Monday, October 17, 2011

A Mother's Air

I walked along beside the road, crunching dried orange leaves littering the sidewalk. Evening was coming but it was already dark. A storm could have been waiting. The air was cold and sharp and when I breathed it in it was fresh. Not clouded with barbecues, or laughs, or thick with heat and freedom. No, it was restricting and comforting all at once. A mother's air.

My hair knocked around in the breeze. A long tattered parachute, filling and emptying with each stride, each passing car.

I had been sitting at my empty house all day, filling out paperwork and staring out the window. Over the past few weeks I had begun to feel more and more like a shut in. The neighborhood recluse. Shuffling patterns into the carpet and keeping the hours of some Lovecraftian mad man. But I played no cosmic nightmare anywhere other than in my head. I was beginning to go mad alone and unnoticed. Locked up in the wood paneling of my living room, illuminated by the glow of blank pages on my computer screen. Things were fine. I wasn't.

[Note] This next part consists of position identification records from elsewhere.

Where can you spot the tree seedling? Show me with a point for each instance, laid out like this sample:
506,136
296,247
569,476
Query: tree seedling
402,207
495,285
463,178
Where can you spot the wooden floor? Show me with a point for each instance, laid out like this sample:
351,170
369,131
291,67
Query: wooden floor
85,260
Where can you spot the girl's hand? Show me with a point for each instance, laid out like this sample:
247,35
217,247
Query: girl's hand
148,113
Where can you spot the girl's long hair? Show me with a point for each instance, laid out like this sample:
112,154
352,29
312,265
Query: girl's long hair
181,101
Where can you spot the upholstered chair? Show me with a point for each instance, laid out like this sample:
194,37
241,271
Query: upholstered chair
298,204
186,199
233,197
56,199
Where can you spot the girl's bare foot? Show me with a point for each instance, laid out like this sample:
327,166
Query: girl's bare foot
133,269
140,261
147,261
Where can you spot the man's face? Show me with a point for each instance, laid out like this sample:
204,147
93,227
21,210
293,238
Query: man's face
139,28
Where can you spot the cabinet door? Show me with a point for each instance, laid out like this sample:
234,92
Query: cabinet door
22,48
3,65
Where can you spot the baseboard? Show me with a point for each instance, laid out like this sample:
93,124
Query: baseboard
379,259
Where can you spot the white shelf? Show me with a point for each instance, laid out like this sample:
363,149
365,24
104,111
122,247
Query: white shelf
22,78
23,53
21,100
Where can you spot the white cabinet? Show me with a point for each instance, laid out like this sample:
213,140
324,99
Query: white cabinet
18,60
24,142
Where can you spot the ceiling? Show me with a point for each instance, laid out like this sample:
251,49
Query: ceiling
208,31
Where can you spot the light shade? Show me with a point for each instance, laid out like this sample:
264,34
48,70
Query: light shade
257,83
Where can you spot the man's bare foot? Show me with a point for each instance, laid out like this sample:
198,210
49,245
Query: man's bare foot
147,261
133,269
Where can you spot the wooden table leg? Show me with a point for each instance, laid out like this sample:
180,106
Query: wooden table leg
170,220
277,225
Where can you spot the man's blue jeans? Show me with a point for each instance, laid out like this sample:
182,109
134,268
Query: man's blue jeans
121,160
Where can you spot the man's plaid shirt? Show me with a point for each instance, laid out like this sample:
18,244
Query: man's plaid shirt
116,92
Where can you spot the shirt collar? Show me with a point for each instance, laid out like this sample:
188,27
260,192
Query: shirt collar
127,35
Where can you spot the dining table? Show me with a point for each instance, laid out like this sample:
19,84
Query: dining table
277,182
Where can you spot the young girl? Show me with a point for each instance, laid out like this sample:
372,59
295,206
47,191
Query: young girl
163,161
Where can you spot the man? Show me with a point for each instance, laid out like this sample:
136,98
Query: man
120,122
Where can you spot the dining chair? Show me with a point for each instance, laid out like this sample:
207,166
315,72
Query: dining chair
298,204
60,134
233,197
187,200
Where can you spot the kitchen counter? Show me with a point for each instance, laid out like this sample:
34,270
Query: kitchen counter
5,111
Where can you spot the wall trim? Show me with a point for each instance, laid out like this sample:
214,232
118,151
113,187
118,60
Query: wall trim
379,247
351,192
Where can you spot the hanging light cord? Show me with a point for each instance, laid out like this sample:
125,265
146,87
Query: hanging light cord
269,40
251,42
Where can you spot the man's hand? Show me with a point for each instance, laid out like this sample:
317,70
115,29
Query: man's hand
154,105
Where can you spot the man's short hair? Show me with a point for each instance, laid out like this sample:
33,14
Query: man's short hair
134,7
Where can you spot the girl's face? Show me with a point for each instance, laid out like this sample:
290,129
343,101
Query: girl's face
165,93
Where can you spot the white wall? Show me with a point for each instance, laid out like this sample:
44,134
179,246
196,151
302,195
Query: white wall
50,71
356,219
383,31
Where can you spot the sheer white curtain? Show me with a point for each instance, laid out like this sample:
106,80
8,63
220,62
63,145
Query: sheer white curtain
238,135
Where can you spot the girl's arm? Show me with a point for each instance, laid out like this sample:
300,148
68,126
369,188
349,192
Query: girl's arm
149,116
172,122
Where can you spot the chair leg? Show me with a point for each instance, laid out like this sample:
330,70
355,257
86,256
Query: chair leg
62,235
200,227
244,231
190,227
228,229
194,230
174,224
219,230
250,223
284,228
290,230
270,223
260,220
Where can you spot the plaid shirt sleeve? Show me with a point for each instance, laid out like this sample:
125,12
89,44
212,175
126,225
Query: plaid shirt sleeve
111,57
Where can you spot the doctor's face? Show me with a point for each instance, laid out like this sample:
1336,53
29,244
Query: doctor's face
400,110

So, I decided I needed to get the fuck out of the house.

I dug my coat out of the closet, put head phones in my ears, and let a sad man sing me sad songs while I tried to cheer myself up.

The trees were baring. Little by little their oranges and yellows and reds were falling away revealing only thin grey skeletons. People always saw leaves, never trees.

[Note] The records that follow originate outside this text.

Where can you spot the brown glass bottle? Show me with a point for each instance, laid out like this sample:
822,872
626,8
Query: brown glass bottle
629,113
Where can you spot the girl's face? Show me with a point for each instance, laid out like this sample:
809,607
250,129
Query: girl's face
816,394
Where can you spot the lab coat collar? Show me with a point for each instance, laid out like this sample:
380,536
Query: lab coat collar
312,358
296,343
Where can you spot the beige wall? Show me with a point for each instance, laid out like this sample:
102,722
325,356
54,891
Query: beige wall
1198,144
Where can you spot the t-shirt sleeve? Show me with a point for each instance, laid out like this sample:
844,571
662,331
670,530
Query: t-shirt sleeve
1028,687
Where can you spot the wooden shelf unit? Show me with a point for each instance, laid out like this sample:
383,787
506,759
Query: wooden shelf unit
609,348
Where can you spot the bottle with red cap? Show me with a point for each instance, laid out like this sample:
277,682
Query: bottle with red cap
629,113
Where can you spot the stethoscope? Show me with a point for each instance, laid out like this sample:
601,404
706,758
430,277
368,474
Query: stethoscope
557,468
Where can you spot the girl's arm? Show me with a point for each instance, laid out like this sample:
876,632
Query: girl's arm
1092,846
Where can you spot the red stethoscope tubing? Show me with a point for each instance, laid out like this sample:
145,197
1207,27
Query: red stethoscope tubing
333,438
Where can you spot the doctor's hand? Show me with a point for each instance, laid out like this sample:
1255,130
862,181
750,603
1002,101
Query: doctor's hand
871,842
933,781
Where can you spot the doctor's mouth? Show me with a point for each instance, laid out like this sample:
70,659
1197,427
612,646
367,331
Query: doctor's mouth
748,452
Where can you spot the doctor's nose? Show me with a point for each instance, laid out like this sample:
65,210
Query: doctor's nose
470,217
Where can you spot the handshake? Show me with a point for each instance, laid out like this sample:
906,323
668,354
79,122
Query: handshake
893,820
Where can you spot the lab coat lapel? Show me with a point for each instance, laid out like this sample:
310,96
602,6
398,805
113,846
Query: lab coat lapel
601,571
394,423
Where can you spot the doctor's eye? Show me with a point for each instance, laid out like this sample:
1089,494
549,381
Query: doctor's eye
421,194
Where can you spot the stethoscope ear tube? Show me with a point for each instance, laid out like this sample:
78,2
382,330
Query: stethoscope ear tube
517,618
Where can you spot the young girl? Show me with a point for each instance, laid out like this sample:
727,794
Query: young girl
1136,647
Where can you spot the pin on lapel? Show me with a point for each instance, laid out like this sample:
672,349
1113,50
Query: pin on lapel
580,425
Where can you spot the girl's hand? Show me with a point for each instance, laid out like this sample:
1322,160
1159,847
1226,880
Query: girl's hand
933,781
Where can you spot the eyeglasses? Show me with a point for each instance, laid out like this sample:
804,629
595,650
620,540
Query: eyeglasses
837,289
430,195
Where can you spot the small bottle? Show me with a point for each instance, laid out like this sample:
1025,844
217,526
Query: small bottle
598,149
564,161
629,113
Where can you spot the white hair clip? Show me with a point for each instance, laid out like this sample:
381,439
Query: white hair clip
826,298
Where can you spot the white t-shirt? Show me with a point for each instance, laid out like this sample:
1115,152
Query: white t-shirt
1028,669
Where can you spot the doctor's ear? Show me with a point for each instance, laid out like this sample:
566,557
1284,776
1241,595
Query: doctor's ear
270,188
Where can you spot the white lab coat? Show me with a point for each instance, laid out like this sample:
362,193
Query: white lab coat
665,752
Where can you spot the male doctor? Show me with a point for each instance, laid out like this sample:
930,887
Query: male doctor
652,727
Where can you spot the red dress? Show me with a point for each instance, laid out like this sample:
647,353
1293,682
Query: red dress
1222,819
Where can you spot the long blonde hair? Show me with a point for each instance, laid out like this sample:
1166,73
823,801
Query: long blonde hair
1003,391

The street lamps hadn't come on yet. It left the world in a state similar to abandonment. There were no cars. No people on porches. Only myself, and the air around me. I stared up at the sky. The peaks of roofs scraping gently against it. It's clouds were motionless, grey and white, thick and endless. I loved autumn, but it was never any good for me. As I walked I thought about the weight it placed on my chest every year. The inescapable sadness. I tried to figure it out. Sure, there were things in my life that had happened in the fall, but I didn't think it was that. There had been plenty of shit in other seasons. Perhaps it was the death of everything. The dying leaves. The dying summer. The dying carelessness. I couldn't put my finger on it.

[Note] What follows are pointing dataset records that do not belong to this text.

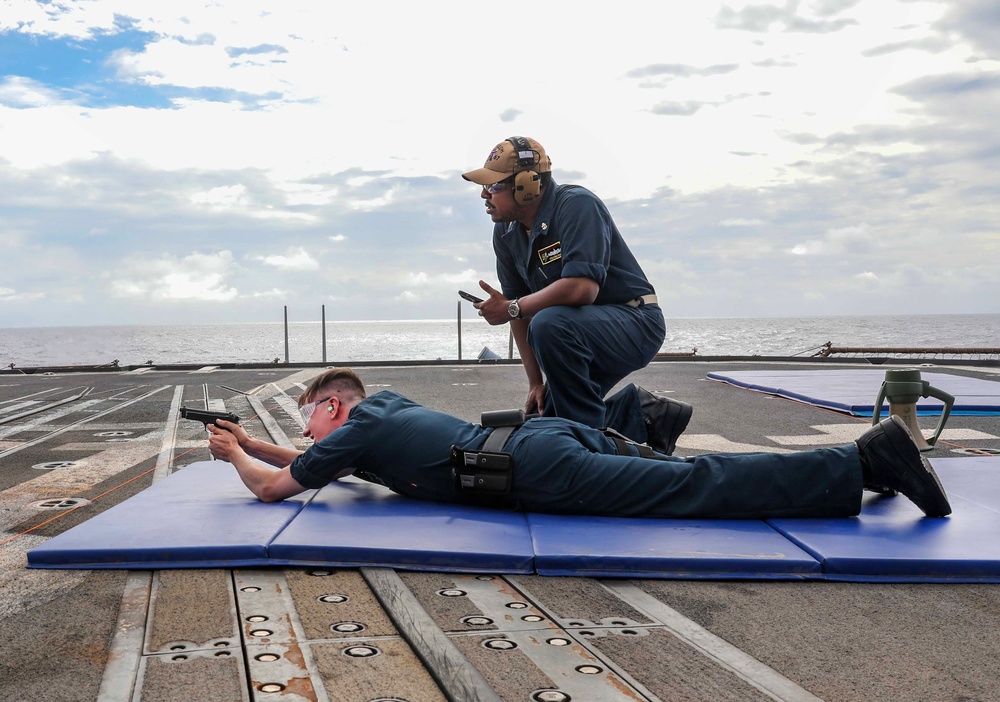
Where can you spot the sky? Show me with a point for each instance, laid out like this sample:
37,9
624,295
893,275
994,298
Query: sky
190,162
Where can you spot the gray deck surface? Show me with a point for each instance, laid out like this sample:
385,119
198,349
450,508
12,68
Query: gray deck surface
379,634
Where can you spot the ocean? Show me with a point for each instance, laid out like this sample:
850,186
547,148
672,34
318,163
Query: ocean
438,339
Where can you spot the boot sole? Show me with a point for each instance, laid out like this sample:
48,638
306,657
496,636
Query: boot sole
933,503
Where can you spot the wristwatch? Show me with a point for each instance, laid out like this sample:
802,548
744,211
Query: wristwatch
514,310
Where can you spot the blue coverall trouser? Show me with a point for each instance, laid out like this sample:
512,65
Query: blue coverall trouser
562,467
585,351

I had walked almost a mile, and came to a bench. As I approached it, I flipped a coin in my head. Sit, or walk.

I sat.

The bench was cold against the back of my pants, but it was nice to sit and let the air settle around me. Together, we stared out at the skyline of the town and wondered if there was love in those windows. Or regret. Or indifference, perhaps the saddest of them all. The Air and I looked out at our world and I thought: I am okay.

You are, the Air thought back to me.

I sat on the bench until my hands went numb, and then the Air escorted me home in silence, patting my back every once in a while, letting me know that it was always there, I wasn't alone.